The Atlantis Researches: The Earth’s Rotation in Mythology and Prehistory | Paul Dunbavin

The Atlantis Researches: The Earth’s Rotation in Mythology and Prehistory book Paul Dunbavin was originally published in 1992 and investigates the Atlantis Mythology. It seems the book was later revised and published in 2003 with the different title of Atlantis of the West.

It covers areas such as archaeoastronomy, mythology, ancient history and geophysics as related to catastrophism and the Atlantis myths of Britain.

The Atlantis Researches book review from its publisher

The myths and legends of the world abound with inexplicable tales of devastating floods, famines and geological catastrophes. Of all these, the most lucid and compelling must surely be the Greek philosopher Plato’s account of an ancient civilization situated on an island in the Atlantic Ocean. According to Plato’s narrative, the island of Atlantis disappeared beneath the sea during a single day and night of geological upheaval.

Such things go beyond our everyday experience. Most people – if they think about them at all – simply dismiss these ancient tales. And we all take for granted the pleasant and predictable environment that the Earth offers us today. We forget that we live upon the surface of an immense orb of rotating fluid, upon which a deep crust has formed. The energy stored in the Earth’s gravity and rotation is vast. At present, thankfully, it is table, but should this energy ever be unleashed then it surely has the capacity to reshape entire continents.

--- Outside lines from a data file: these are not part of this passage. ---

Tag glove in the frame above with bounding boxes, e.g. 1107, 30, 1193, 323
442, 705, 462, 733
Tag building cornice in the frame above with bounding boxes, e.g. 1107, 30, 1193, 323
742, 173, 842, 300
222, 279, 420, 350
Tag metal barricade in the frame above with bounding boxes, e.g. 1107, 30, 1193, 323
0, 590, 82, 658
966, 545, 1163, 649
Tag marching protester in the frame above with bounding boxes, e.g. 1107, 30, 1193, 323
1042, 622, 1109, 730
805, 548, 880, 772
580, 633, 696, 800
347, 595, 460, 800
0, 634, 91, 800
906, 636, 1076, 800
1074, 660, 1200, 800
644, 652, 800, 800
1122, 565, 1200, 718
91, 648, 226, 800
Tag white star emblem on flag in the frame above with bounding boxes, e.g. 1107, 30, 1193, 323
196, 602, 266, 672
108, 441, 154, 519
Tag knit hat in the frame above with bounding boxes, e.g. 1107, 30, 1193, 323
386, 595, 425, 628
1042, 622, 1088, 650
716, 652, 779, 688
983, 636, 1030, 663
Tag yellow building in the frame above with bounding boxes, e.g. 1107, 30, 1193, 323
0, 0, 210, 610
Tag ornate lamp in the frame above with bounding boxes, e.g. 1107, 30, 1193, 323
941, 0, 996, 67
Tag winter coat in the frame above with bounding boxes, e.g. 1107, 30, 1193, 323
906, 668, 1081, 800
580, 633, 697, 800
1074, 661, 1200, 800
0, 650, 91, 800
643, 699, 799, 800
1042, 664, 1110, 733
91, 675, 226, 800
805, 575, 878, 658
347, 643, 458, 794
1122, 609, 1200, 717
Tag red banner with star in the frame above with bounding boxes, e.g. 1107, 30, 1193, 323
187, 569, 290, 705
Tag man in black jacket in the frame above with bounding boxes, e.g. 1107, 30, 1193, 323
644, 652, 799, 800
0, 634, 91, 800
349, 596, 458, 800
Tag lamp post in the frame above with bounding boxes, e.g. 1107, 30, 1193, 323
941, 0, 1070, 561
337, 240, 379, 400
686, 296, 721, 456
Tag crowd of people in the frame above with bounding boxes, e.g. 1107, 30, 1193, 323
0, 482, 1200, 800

This remarkable multidisciplinary investigation has been described by one reviewer as “surely the most comprehensive and fully researched work ever written on Atlantis”. The author considers the evidence that a great catastrophe really did occur 5,000 years ago during the Neolithic age. He illustrates how the known variations of the Earth’s rotation could explain many enigmatic stories that we encounter within the myths and legends of the world.

Paul Dunbavin has another book dealing and investigating planet Earth Reversal (Earth Flipping) called Under Ancient Skies.

The Atlantis Researches book review from Atlantipedia

The Atlantis Researches by Paul Dunbavin discusses in great detail the myths of the British Isles and, in particular, the Welsh legends that refer repeatedly to sunken kingdoms. Dunbavin concludes that these myths are a memory of a submerged Neolithic civilisation around the coasts of the British Isles.

The author is convinced that the destruction of this civilisation was the result of a change in the Earth’s axis, as a consequence of a cometary impact, around 3100 BC. This date coincides with the conclusions of other writers who have also identified this date as one of global cataclysmic events. However controversial his ideas may be, the book is well worth a read.
The Atlantis Researches book review | Atlantipedia

For those interested in Immanuel Velkiovsky ideas of Worlds in Collision and Peter Warlow’s The Reversing Earth book then Dunbavin’s book may be worth a read.

You can buy a used book version from Amazon.

The Atlantis Researches book review from Wikipedia

Dunbavin … places Atlantis in the Irish Sea. Joscelyn Godwin writes that his Atlantean theory involves the earth being struck by a comet in 3100 BC which in turn caused the earths crust to shift causing various land masses to shrink and rise. Dunbavin claims that the submerged land around the British Isles can be eqauted with the description of Atlantis by Plato. He claims that the city of Atlantis lies in the Irish Sea between Wales, Scotland and Ireland.
His books on Atlantis have attracted positive comments from pseudohistoric writers who agree with his approach but have not been taken seriously by the scientific community.
The Atlantis Researches book review | Wikipedia

More info about Paul Dunbavin

Paul Dunbavin on Atlantipedia

Dr Ross Samson wrote that “Paul Dunbavin is no professional academic, but this book resembles books by scholars.” he pointed out that Dunbavins book contains translated extracts of ancient sources and the book as such should be used as a source-book.